The reason behind dims-as-label approach is that this also support non-dropping API as well. IIUC, your nested approach would drop dimensions unless you explicitly mark the non-dropping axes in the destination (as in@views b[:, .] .= f.(a[:, .]))?

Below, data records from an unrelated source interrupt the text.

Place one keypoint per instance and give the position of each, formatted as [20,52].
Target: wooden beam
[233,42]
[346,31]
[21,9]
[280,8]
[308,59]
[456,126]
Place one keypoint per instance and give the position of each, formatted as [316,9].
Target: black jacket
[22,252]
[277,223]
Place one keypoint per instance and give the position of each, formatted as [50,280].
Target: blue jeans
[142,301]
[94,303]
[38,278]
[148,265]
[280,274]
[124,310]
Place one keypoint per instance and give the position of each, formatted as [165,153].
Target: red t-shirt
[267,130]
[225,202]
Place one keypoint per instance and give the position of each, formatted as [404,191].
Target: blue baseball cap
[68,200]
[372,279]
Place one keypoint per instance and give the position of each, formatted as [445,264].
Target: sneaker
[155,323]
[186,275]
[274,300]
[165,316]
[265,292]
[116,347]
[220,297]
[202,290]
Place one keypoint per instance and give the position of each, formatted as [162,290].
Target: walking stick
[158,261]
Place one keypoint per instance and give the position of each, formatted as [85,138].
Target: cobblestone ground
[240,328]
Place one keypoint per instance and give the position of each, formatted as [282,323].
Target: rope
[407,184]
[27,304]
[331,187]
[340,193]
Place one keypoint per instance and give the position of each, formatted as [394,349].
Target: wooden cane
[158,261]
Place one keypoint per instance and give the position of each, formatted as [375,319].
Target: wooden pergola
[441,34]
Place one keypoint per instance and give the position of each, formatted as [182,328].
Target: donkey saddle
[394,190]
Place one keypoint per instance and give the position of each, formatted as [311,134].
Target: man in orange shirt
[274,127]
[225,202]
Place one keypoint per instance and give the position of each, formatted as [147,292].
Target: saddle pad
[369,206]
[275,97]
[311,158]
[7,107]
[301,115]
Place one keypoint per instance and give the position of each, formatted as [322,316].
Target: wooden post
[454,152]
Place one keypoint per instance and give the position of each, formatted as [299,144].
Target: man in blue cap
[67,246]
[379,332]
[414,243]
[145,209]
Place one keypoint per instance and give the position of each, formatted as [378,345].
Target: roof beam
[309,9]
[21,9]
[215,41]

But I agree that iterator-of-iterators approach is quite useful especially because it lets you use functions that are not aware of dims. I think it's useful to have both while sharing the "axes specifier" syntax. For example, it could be implemented using syntax like eachslice(x, &, &, :).

tkf on 18 Aug 2019

Can we do something about this? Would be great if we can replace dropdims(sum(A; dims=1); dims=1) that I have all over my codebase with something less ugly.